Get Started with h5lite
The h5lite package provides a simplified, user-friendly
interface for interacting with HDF5 files in R. While HDF5 is a complex
hierarchical data format, h5lite is designed to feel
familiar to R users by mapping HDF5 concepts directly to R’s native data
structures.
HDF5 for R Users
If you are new to HDF5, the easiest way to understand it is through R analogues.

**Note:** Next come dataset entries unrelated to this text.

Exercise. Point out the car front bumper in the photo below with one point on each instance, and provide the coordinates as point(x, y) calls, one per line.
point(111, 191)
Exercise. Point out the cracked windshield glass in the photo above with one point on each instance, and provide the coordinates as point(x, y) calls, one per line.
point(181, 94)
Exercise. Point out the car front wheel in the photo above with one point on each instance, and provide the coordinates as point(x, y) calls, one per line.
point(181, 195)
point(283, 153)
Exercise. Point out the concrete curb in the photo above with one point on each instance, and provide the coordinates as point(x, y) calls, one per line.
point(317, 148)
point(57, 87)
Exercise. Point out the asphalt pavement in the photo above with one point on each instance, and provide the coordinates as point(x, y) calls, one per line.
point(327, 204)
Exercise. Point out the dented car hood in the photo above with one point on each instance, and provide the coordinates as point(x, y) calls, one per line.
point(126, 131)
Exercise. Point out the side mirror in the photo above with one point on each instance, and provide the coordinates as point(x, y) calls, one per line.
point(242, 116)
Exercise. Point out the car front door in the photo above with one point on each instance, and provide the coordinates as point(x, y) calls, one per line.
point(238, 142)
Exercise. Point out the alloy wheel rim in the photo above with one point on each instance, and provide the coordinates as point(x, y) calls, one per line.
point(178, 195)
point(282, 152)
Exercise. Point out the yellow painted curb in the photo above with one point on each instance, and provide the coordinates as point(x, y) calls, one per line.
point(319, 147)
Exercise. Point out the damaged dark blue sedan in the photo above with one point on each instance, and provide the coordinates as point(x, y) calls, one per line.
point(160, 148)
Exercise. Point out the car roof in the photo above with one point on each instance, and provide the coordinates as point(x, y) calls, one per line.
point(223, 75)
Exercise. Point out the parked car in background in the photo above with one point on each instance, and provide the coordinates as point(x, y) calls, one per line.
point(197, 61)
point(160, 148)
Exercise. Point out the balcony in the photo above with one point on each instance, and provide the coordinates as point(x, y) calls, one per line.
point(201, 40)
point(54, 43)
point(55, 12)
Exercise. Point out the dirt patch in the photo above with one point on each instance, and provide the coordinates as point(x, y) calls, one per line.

HDF5 files function like a file system within a single file, containing “groups” (folders) and “datasets” (files).
| R Concept | HDF5 Concept | Description |
|---|---|---|
| List | Group | A container that holds other objects (datasets or other groups). |
| Vector / Matrix | Dataset | A multidimensional array of data (numeric, character, etc.). |
| Data Frame | Compound Dataset | A table where each column can have a different data type. |
| Attribute | Attribute | Metadata attached to a specific object (e.g., units, timestamps). |
| Factor | Enum | An integer vector with associated string labels. |
Basic Usage
The package uses two primary functions: h5_write() to
save data and h5_read() to load it.
Writing Numeric Data
You can write standard R arrays and vectors directly to an HDF5 file.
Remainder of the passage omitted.